Ce fut une heureuse soirée. Je croyais qu’Évariste nous raconterait une foule de choses, mais ce fut moi qui parlai tout le temps.

Le lendemain, je l’entraînai dans des courses, de-ci, de-là. Il se laissait conduire, un peu absorbé encore par les études qu’il venait d’abandonner.

Ce n’était plus un sportif, mais un scientifique qui avait trouvé sa voie et qui ne se souciait plus des vagabondages d’antan.

— Comme tu es mou ! m’écriais-je à tout moment, donne-moi la main pour atteindre cette roche. Devant la mer, Évariste resta silencieux, les bras croisés, tandis que moi, ainsi qu’une prêtresse, j’élevai les mains et je vociférai, pour dominer le bruit des flots :

— J’aime la mer, j’aime la forêt, j’aime le soleil déclinant sur l’eau. Et je voudrais être le vent qui se lève doucement le soir pour parcourir le monde.

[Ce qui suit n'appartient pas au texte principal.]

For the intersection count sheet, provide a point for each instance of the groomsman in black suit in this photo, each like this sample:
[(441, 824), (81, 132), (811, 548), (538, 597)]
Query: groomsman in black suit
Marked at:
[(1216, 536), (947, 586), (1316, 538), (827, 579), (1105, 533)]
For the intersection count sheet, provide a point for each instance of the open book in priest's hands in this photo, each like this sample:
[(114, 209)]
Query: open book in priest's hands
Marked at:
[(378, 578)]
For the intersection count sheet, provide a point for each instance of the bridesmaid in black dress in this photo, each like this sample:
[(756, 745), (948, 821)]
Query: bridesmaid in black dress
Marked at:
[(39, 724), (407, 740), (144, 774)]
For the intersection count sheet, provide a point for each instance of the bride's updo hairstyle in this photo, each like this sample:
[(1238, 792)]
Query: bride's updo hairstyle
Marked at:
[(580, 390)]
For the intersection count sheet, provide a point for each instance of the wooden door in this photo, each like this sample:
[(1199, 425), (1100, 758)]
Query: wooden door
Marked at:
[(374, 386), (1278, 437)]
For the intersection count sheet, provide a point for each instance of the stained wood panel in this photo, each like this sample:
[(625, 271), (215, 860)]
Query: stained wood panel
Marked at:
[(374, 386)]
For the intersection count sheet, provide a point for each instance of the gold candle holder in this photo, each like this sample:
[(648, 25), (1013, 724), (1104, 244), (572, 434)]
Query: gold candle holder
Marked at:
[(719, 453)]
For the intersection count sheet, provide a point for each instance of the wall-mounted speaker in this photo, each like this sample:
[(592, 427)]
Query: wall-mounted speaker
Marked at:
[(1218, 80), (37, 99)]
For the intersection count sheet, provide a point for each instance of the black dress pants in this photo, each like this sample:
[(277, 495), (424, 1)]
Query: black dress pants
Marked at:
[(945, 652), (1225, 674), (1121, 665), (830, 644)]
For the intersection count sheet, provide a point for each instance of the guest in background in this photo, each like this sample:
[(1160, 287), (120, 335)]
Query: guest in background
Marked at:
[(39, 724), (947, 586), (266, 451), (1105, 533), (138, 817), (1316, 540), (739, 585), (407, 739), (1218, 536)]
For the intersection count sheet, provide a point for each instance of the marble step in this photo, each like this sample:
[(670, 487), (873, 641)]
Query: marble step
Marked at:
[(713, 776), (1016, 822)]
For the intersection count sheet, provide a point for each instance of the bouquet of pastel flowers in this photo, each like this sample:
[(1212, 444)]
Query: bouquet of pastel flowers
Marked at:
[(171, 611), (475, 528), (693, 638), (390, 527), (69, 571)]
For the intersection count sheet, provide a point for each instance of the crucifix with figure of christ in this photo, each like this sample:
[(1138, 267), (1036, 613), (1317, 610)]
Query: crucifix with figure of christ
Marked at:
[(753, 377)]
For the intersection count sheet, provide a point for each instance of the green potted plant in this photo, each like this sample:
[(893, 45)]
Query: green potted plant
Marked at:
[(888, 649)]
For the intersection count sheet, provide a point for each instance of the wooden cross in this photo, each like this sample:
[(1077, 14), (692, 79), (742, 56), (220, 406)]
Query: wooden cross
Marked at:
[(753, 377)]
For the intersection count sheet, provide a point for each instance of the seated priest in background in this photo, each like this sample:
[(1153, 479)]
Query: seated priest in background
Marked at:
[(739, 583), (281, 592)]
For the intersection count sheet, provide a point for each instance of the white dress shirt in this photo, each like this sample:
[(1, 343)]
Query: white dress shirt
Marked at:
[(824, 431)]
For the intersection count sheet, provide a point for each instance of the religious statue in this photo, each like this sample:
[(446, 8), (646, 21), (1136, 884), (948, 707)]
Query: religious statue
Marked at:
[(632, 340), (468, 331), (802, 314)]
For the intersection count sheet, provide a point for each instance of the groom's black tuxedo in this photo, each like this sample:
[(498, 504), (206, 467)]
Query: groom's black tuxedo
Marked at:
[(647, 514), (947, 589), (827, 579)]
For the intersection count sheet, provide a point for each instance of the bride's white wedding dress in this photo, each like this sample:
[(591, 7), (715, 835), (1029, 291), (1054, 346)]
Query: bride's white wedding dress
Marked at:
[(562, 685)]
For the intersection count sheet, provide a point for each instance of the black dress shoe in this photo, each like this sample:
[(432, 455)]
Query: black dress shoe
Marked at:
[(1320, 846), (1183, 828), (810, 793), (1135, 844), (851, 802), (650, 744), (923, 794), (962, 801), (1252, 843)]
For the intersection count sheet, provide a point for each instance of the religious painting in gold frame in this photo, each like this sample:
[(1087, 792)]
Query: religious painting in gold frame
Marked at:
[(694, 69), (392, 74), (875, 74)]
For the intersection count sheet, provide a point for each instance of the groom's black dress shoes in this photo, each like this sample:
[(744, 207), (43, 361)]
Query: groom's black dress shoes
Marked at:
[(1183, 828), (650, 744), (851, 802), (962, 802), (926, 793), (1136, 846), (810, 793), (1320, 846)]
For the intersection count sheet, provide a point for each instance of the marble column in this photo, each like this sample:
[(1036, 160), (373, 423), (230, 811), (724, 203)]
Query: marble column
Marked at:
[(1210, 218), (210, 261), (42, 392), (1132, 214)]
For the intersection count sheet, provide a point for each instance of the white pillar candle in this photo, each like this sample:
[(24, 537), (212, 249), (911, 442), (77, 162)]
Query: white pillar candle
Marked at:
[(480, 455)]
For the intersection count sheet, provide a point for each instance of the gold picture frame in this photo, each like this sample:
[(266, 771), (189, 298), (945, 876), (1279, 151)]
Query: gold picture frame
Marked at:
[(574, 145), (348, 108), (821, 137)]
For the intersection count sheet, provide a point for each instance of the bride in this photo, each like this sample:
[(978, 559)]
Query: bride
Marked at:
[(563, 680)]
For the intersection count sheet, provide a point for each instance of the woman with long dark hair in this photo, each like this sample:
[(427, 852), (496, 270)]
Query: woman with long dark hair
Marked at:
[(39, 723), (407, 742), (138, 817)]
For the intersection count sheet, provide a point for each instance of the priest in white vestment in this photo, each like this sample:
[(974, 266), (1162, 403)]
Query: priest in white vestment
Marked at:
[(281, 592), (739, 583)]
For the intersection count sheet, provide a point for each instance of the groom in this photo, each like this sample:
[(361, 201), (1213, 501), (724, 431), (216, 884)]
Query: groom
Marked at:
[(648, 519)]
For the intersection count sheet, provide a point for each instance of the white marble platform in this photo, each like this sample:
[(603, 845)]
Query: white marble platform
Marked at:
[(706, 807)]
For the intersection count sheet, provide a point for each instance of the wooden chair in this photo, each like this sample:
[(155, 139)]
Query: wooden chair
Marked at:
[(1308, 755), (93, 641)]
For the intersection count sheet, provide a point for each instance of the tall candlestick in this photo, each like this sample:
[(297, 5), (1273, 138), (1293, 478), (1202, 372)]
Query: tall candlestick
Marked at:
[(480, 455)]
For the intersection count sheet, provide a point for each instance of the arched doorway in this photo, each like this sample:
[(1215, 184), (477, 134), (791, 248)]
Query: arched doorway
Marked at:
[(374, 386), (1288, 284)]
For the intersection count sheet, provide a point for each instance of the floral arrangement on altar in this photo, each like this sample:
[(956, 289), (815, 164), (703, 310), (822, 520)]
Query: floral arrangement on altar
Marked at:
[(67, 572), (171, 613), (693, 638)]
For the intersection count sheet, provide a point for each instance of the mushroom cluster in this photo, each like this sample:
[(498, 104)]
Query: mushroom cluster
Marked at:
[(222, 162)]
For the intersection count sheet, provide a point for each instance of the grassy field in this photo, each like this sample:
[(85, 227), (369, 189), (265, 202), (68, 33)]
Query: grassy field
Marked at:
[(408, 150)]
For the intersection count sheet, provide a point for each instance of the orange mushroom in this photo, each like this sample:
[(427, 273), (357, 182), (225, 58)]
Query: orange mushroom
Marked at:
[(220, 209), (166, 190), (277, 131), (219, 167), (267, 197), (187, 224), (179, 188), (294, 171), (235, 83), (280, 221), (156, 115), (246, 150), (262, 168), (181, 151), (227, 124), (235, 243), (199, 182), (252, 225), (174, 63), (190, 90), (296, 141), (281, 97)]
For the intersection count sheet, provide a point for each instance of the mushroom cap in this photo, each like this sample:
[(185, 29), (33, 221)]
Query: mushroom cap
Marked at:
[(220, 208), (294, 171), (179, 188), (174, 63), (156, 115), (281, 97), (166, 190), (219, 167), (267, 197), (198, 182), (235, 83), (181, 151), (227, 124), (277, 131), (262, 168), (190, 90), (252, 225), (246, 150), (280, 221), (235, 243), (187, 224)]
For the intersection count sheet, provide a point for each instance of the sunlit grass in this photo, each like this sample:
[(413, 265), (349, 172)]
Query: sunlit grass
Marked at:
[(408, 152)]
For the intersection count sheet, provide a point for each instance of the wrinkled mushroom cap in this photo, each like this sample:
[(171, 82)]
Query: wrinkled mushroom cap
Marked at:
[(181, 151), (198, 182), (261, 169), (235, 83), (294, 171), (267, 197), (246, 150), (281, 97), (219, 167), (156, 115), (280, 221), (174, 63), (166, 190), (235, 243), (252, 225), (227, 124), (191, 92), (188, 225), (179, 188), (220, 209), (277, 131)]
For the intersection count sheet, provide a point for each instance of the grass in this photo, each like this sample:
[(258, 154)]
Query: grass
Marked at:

— Marane… Marane… murmura mon frère, n’es-tu pas un peu folle ?

— J’ose à peine l’avouer, mais j’aime aussi les tempêtes, Évariste… Cette mer en furie, ces vagues qui s’avancent et s’écroulent avec leur bruit formidable, je m’identifie à elles… Je suis une déesse terrible qui veut tout écraser, puis, soudain, je redeviens comme un petit enfant doux et calme.

Mon frère m’examinait avec attention.

— Je te surprends, mais je ne puis confier ces choses qu’à toi, car tu es jeune comme moi. Qui me comprendrait ? Je fais peur à maman… Toutes les divagations de mon âme, je les perds dans mes courses. Par ici, la mer austère et tendre m’accueille. Dans la lande, par là, je suis dans le désert immense où j’imagine les caravanes… Et, dans les champs cultivés, j’apprends à connaître la terre et ses révélations. Et toi, qu’as-tu appris ?

Évariste resta songeur un moment, puis il me répondit gravement :

— L’amitié…

— L’amitié ? répétai-je, sans pouvoir ajouter un mot.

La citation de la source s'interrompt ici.